La Carniceria is a meat-first restaurant, so anchor your order to the grill. The kitchen is run by Germán Sitz and Pedro Peña, who have earned Michelin Plate recognition and three consecutive OAD South America rankings — the technique on beef cuts is the reason to be here. For drinks, the Argentine wine program at this $$ tier punches above its category, so factor in a bottle rather than going glass-only.
The venue database does not confirm a dedicated tasting menu format, so it would be misleading to recommend one. What La Carniceria does offer is a $$ price point with Michelin Plate credentialing and an OAD Top 31 South America ranking for 2025 — which means the à la carte is already delivering serious value without the commitment of a set menu format.
Yes, with the right expectations. La Carniceria runs a close-quarters, high-energy room rather than a formal dining format, so if the occasion calls for quiet and ceremony, it may not fit. For a celebratory dinner where credentialed beef cookery and a lively atmosphere are the point, the $$ price and OAD Top 31 South America ranking (2025) make it a strong call — and you won't need to budget like you would at Don Julio.
Dinner is the stronger option for most visitors. The restaurant is open every evening Monday through Friday, with lunch service only on Saturday and Sunday (1–4 PM). The room's energy peaks at dinner, and Thursday through Saturday evenings are when the kitchen is operating at full pace. Lunch works if you're in the neighbourhood on a weekend and want a lower-key version of the same experience.

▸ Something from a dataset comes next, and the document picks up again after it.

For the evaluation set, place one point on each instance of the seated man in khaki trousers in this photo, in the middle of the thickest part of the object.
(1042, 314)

Don Julio is the obvious comparison — higher profile and harder to book, but it operates at a meaningfully higher price point than La Carniceria's $$. El Preferido de Palermo is a nearby neighbourhood option with a more casual, bodegón feel if you want less focus on the grill. For a step up in formality and price, Elena at the Four Seasons covers Argentine produce with a broader menu scope. La Carniceria sits in a specific sweet spot: OAD-ranked parrilla cookery at $$ pricing, which neither Don Julio nor Elena replicates.
Keep this venue in your Pearl passport, rate it after you visit, and track it alongside every other place you collect.